To highlight its performance, the proposed controller has been compared with adaptive fuzzy logic and particle swarm optimization. The parameters are kept the same in order to visualize the novelty of the proposed work. A comparison for DC bus voltage has been presented in Figure 16. It can be seen from the figure that the proposed controller efficiently stabilized the fluctuation in a short time (by tracking the reference values in less time) in comparison to adaptive fuzzy and particle swarm optimization. This shows the supremacy of the proposed controller over previous in-use techniques as it provides fast reference tracking, negligible fluctuation, and global stability for the system.

Frequency stabilization using all three techniques has been compared and it has been observed that proposed techniques provide zero overshoot, fast convergence, and rapid desired goal achievement. The comparison of the proposed methodology with the previous is shown in Figure 17.

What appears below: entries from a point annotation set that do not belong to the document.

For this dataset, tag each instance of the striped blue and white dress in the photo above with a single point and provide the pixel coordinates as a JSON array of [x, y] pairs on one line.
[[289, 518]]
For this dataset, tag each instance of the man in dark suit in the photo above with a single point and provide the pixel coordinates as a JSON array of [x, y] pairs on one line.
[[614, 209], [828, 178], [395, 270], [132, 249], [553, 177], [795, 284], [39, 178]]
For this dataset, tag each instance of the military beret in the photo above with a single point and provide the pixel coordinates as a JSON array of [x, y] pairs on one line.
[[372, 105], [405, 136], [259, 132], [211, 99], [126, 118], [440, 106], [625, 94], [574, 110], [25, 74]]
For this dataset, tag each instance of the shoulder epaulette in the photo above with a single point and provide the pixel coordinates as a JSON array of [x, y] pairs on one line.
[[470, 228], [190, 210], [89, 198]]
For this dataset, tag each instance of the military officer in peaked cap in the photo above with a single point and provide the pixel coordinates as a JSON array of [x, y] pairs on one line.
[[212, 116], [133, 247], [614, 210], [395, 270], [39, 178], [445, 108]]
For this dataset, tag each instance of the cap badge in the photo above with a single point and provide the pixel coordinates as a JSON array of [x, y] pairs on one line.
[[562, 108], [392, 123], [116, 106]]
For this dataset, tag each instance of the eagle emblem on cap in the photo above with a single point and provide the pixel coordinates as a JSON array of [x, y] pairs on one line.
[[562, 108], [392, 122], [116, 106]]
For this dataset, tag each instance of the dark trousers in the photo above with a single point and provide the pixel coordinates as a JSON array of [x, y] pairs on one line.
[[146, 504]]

The state of charge (SOC) of BESS for the proposed system focuses on the proper charging and discharging of backup system while in previous in-use techniques, there is a slight crossover from charging to discharging mode and moreover less utilization of BESS for stabilization due to inefficient energy management systems as shown in Figure 18.

6. Conclusions

A robust and reliable frequency/voltage stabilization and energy management system has been presented in this research work. This study aimed to solve the problem of the stable operation of a hybrid microgrid especially with regard to issues related to control and management, such as fast reference tracking and convergence, high global stability, zero overshoot, and efficient utilization of available resources, by using nonlinear adaptive dynamic programming. Moreover, adaptive dynamic programming technique updates the control information of the system iteratively without identifying the dynamic response of the system. Furthermore, the load requirement has been optimized by renewable resources without introducing the external energy management system. The convergence analysis has demonstrated that the system tracks its reference values when the load is increased or decreased and maintains the system stability. The robust response of system kept the system frequency and DC voltages mostly at the desired level and, even when it deviated, within a permissible range. The overall results and their comparison with in-use techniques prove that the proposed system has fulfilled the desired objectives for the efficient operation of the hybrid microgrid system.